Other Deliverability Terms
With the acronyms out of the way, here are some other key deliverability terms:
- Delivered. It’s worth noting that when a message is considered “delivered,” that means it was delivered to the ISP — and not necessarily to the inbox.
- Soft bounce. “Bounce” refers to an undeliverable email message or a temporary situation and a soft one is generally benign. Common reasons include someone’s inbox being full or a server being down.
- Hard bounce. On the other hand, a hard bounce is permanent, due to a non-existent, blocked or invalid email address. Think typos or a business account for someone who’s left the company. Sailthru automatically suppresses these users, which is crucial.

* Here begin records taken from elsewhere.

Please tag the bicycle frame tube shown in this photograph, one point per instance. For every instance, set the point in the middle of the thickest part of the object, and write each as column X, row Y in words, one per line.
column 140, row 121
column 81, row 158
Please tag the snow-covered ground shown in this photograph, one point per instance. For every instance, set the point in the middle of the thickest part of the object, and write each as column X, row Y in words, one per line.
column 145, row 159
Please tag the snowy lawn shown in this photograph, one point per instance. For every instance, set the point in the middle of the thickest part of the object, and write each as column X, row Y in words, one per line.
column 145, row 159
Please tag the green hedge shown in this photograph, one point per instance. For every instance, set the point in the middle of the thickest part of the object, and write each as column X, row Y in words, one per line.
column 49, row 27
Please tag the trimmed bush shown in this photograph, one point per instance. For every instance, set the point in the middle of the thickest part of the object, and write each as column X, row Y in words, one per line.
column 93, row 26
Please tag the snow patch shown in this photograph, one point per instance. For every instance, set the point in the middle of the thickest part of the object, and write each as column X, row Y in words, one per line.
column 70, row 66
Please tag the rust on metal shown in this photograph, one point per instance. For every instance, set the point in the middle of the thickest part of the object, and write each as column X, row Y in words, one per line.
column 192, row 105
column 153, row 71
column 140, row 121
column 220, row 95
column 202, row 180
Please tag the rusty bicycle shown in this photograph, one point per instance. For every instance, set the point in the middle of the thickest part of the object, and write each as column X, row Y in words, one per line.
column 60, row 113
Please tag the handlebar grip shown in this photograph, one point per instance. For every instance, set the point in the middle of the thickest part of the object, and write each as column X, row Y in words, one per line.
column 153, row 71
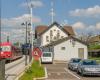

Too many hard bounces hurt your reputation and deliverability.
- Spam. Everyone knows what Spam is, but you may not know that the term originated from a Monty Python sketch about the other Spam’s ubiquity? You also may not have realized how prevalent it is; as noted above, 95% all email is spam.
- Spam trap. A spam trap is an email address that’s never been opted into a sender’s list. Blacklist operators maintain them to catch the senders who continually message those addresses.
Image courtesy of EmailMonks
- Blacklist. If you’re on one, that means the ISPs have identified you as a spammer. That negatively impacts your reputation and makes deliverability more difficult. If your messages routinely hit spam traps, your entire domain can be blacklisted.
- Inbox Placement Rate. Once mail is accepted into an ISP’s network, this figure refers to how many messages are delivered to the inbox.
- Feedback loop. For the ISPs that offer this service, this allows senders to receive a report every time someone marks your email as spam or junk. It helps you maintain a clean list by suppressing or deleting these users.